In seinem zweiten Vortrag wandte sich SIEBO JANSSEN (Bonn) den Benelux-Staaten zu. Im Falle Belgiens ging er auf Ursachensuche, ob Belgien im Lichte des Wiener Kongresses tatsächlich als failed state gelten könne. Beginnend bei der Zuordnung Belgiens an die Niederlande auf dem Wiener Kongress riss Janssen die weiterlaufende Geschichte des Staates über den Ersten Weltkrieg bis in die 1960er-Jahre ab, um Belgien den Status eines „gelungenen politischen Experimentes“ zu konstatieren. In den Niederlanden stellte Janssen eine „versäulte“ und stark separierte Gesellschaft fest, wo jedoch keine der separaten Gruppen jemals stark genug gewesen sei, um eine oder mehrere opponierende Gruppen zu marginalisieren. Auf Staatsebene habe stets ausreichender Konsens bestanden, während insbesondere auf Kommunalebene politischer Diskurs geherrscht habe. Diese „Kompromiss- und Konsenskultur“ in den Niederlanden erlebe seit den 1970er-Jahren jedoch einen Niedergang, was den Wunsch nach Reformen zunehmend erhöhe. Janssen schloss mit dem Fazit, dass sowohl Belgien als auch die Niederlande durch den Wiener Kongress stabilisiert worden seien, im Folgenden aber auch weiter im Auge für die europäische Entwicklung behalten werden sollten.

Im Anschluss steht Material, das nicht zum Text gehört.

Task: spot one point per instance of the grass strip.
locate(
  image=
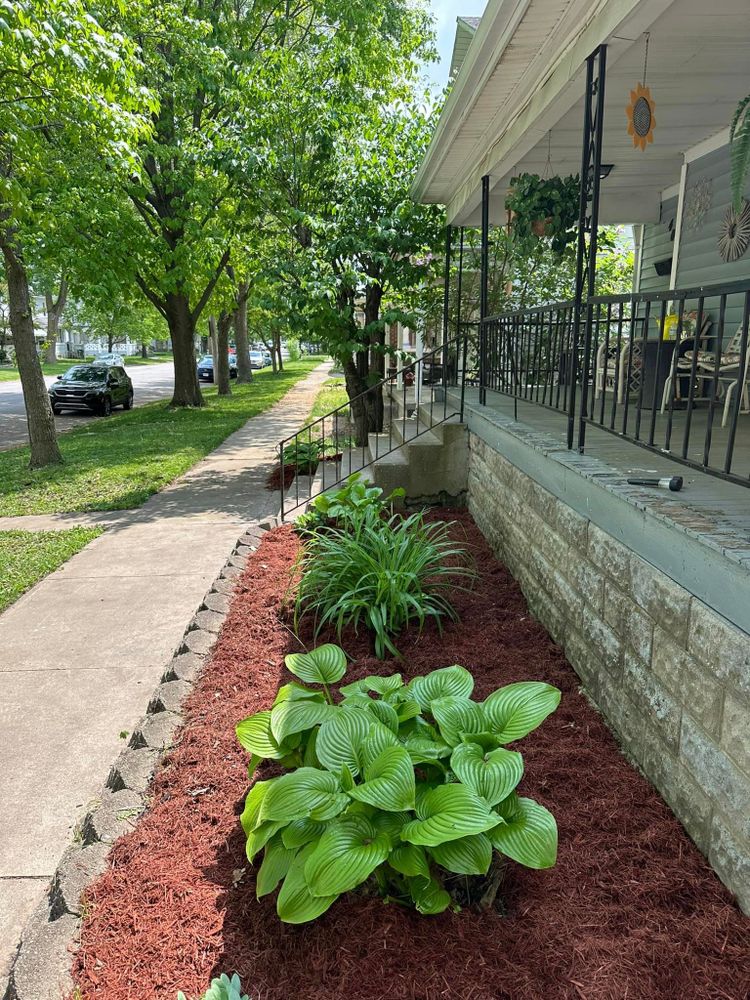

BJÖRN BENTLAGE (Halle) vertrat kurzfristig Daniel Gerlach (Berlin) mit einem Vortrag über die Auswirkungen der Ergebnisse des Wiener Kongresses auf die ägyptische Staatenentwicklung. So stellte der Wiener Kongress eine Zäsur für die bisherige Diplomatie dar, was sich fortan auch im internationalen Umgang mit Ägypten niederschlug. In den folgenden Jahrzehnten konnte Ägypten seine Position im nahöstlichen Staatensystem unter khedivischer Herrschaft stark ausbauen. Unter britischem Protektorat hingegen wuchs ab 1882 nachhaltig der europäische Einfluss in Ägypten, was sich insbesondere in der Prägung der sich in diesem Zuge heranbildenden kolonialen und kolonialisierten Elite widerspiegelte. 1922 begann die sogenannte „Liberale Phase“ Ägyptens mit der Loslösung von seinem kolonialen Protektor, die bis in die 1950er-Jahre anhalten sollte. Ausgehend von einem erstarkten Einfluss der Militärs ab Mitte der 1950er-Jahre über die Entwicklungen des Arabischen Frühlings schlug Bentlage den Bogen hin zur aktuellen Situation. Schließlich betonte er, dass Ägyptens Entwicklung in den nächsten Jahren noch vollkommen ungewiss sei. Die aktuelle Verfassung des Staates allerdings gestatte Hoffnung für die Zukunft. Den Gehalt eines historischen Vergleiches zwischen dem Wiener Kongress und der gegenwärtigen Lage sah Bentlage nicht in der Erklärung von Zwangsläufigkeiten oder der identischen Übernahme von vermeintlichen Lösungen; vielmehr könnten historische Bezüge dabei helfen, eine andere Perspektive einzunehmen und das Augenmerk von kleinteiliger Tagespolitik hin zu Strukturen und auf Prozessen zu lenken. Insofern stünden die gegenwärtigen Gesellschaften vielleicht tatsächlich vor einer neuen großen Verhandlungsaufgabe.

Ausklang fand die Tagung, die sich reger Diskussion zwischen den Beiträgen erfreute, mit musikalischen Variationen zu Zeiten des Kongresses, moderiert von Ulrich Forster, dem Präsident der Deutsch-Italienischen Gesellschaft.

Konferenzübersicht:

Begrüßung durch Manfred Jastrzemski (GIK) und Dr. Volker Ludwig (DÄG)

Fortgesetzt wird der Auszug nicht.